第2話

 文句とともにつむじをいやというほど押してやった。当然、茅野はわめいた。


「これ以上縮みたくない! しかも痛い!」


 俺の手からするりと抜けて彼女は先に玄関へ小走りしていく。追いついた俺が靴を履き終えて外に出ると、茅野はそこで待っていた。


 こんなやり取りはいつものこと。


 からかうととても楽しいので、ついついかまってしまいたくなる。身長差があるのも、ちょっかいが出しやすい要因の一つだ。


 茅野も最初は俺にやられっぱなしだったのに、最近は防御や反撃を覚えたらしい。下手をすると、先ほどのように俺のほうが負けそうになる時がある。


 訳もなくなんだか楽しい。特に、茅野といると。


「明日は雨だね」


 歩いていると、茅野がそんなことを言い始めた。


「湿気?」

「ううん。あれ」


 彼女が指差したのは、遠い向こうの空。

 青を背にした一筋の白い線。


 ――飛行機雲だ。


 白線は飛行機に近いところはくっきりとした一本だが、うしろのほうは滲んだようになっている。青空のキャンバスに、白を混ぜ合わせたようだ。


「あれで天気がわかるわけ?」

「うん」


 まぶしかったので、額に手を当てて空を眺める。本当に絵に描いたような空だったので、俺は手を伸ばして飛行機を掴もうとしてみた。


 もちろん、つかめなかったけれど。


「飛行機雲、ねぇ……」


 見下ろすと、茅野が眠そうな目を全開に開けている。


「なに? なんかあった?」


 俺の問いには答えず、茅野は道路の真ん中に突っ立ったままだ。


「成神くん。もう一回手を伸ばしてみて。空に」


 茅野が目をきらきらさせる。俺は言われたとおりに空に向かって手を伸ばした。

 次の瞬間、茅野が笑って俺に飛びついてきた。


「わ……! なんだよ!?」

「すごいよ、成神くん。大きいから、空までつかめそうだね!」


 茅野の言葉の意味を理解するのに、俺はたっぷり時間がかかった。

 つまり彼女は、俺が手を伸ばすと空にある雲に手が届きそうだと言っているわけだ。


「茅野って、ほんと意味不明なとこあるよな」

「そう?」


 彼女は言葉が足りない感じがする。眠たそうな印象の顔立ちも相まって、なんだかそれが非常にミステリアスだ。

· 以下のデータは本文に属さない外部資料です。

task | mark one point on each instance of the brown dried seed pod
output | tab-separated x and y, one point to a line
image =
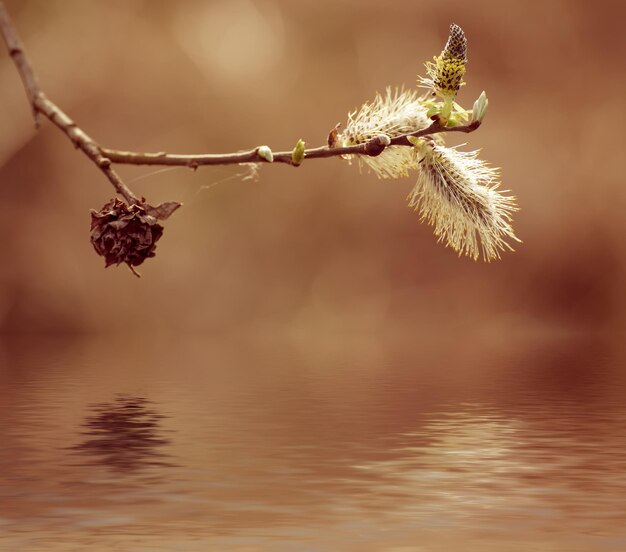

 俺は飛びついたままの彼女を引き剥がすと、ゆっくり歩き出した。


「あーあ。私も成神くんみたいに、背が高ければよかったのに」


 茅野はカエルの真似をしているのか、ぴょんぴょん飛び跳ねている。

 ジャンプしたところで身長が伸びることはないのだが、なんだかおかしくなって笑ってしまった。


「なんでかな。たくさん牛乳飲んでるのにな」

「あのね、茅野さん。牛乳だけで背はでかくなんないんだよ?」

「うそ!?」


 茅野はショックを受けたようだ。見るからに肩を落としてしまう。


「成神くんはどうしてそんなに背が伸びたの?」

「遺伝じゃないかな。俺んちは、親族も含めてみんなでかい」


 茅野の眠たそうな表情の中に、嫉妬心が若干混じっているのが見て取れる。不満そうに口を曲げているのも、子どもが拗ねているみたいに見えた。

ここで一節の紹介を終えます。